Lunedì 23 giugno: assegnazione della piscina comunale di Colleverde. Una delle realizzazioni più importanti dell’amministrazione di Eligio Rubeis. L’emblema di come, anche a Colleverde, il consenso sia arrivato per le cose fatte dal sindaco Eligio Rubeis, non da scelte ideologiche. Su questo l’analisi Gianluigi Marini parte da due punti fermi: Eligio Rubeis ha vinto perché la sua è stata una buona amministrazione, con realizzazioni chiare ed evidenti, ma anche perché ha mostrato di non essere litigiosa. Su questa linea bisogna continuare. Non saremo noi che avanzeremo proposte eccessive per ottenere quanto stimato. Portavoce del tandem con Veronica Cipriani, Marini fa anche rilevare che sette candidati in Consiglio comunale per il Centrodestra hanno superato quota mille. Nessuno nel Centrosinistra c’è riuscito, nonostante ci fosse il Pd col vento in poppa, primo partito della città. Qualcosa deve pur significare. “Con la premessa fondamentale che la vittoria è di Eligio – condizione necessitante per Marini – è chiaro che un grande consenso lo hanno mosso anche i candidati che in campagna elettorale come nel quinquennio amministrativo sono stati molto disciplinati e hanno lavorato sulle cose”.

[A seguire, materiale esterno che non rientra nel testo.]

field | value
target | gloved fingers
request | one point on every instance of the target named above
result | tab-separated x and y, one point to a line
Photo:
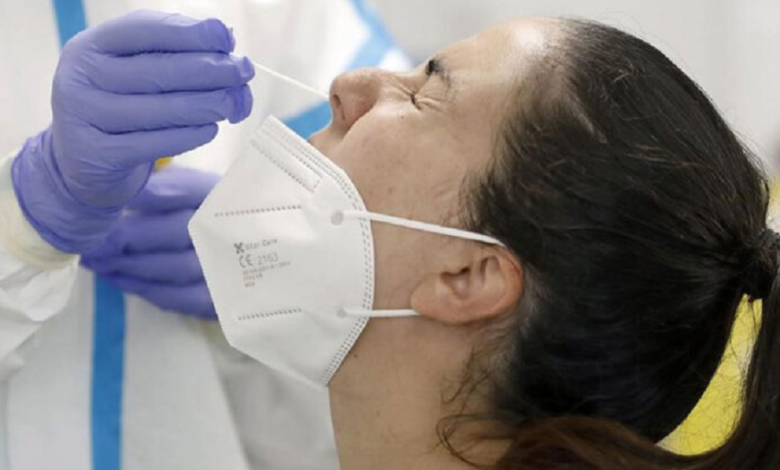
165	72
113	113
138	233
154	31
177	268
174	188
134	149
191	300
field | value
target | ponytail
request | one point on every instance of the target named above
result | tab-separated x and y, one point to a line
584	443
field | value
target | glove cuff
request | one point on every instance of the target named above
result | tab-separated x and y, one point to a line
64	222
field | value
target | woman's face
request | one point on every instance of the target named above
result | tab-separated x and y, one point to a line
409	141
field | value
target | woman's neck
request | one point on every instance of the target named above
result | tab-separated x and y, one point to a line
386	409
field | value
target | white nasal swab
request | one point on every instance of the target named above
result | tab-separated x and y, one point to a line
291	81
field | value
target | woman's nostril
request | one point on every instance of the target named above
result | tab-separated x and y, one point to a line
337	105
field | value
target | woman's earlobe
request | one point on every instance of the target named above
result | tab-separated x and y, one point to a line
487	288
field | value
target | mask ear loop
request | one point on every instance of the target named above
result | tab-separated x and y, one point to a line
339	217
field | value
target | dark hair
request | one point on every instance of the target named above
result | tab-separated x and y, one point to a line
640	222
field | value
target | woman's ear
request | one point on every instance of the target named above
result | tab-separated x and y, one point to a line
488	285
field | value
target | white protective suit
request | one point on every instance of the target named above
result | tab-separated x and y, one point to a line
93	379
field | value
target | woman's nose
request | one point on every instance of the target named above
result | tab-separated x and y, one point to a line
353	94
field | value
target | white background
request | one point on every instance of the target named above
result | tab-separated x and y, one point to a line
730	47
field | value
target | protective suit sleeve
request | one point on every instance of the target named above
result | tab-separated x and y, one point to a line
35	278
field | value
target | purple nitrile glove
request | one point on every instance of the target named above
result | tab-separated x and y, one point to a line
149	252
126	92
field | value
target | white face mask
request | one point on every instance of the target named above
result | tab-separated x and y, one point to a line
286	247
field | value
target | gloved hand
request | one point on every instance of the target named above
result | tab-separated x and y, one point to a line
149	252
129	91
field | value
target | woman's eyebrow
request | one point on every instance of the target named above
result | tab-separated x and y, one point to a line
438	66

Venerdì 27 giugno la prima riunione di Consiglio comunale vedrà il sindaco rispondere alle richieste da parte dell’assemblea deliberativa circa l’assetto di giunta e di presidenza, sempre ammesso che non si presenti con la squadra già fatta.
Marini non ha richieste per la sua componente. Precedentemente ebbe Affari sociali che poi fu tramutata in Sport con Ernelio Cipriani vicesindaco. “Presenteremo una rosa di nomi nostra, ma non abbiamo preferenze in termini di delega”. Semmai nel Consigliere comunale confermato per la quarta volta c’è l’agenda delle cose da fare e a cui dare la priorità: innanzitutto il Polo tecnologico e logistico vicino al casello autostradale che può dislocare diverse aziende in grado di dare posti di lavoro. Risolvere definitivamente la chiusura della discarica già effettuata. Concludere il Palazzetto dello sport” … E poi c’è Colleverde: “c’è bisogno di realizzare l’allaccio in fogna di via Monte Bianco e via Monte Grappa, ma soprattutto su Vena d’Oro. Le piogge di qualche giorno fa hanno mostrato come questa condizione sia emergenziale. Acea sta già lavorando, hanno garantito che a breve i lavori saranno terminati”.

“Il lavoro del secondo corso amministrativo con Eligio Rubeis dovrà essere ancora più intenso del primo. Sarà più facile lavorarci perché forti dei risultati ottenuti – è la convinzione di Marini – Ma è vero che al prossimo giro non potremo candidare un cavallo di razza come Eligio Rubeis, quindi dovremo dare il massimo come formazione in grado di esprimere una cultura di governo”.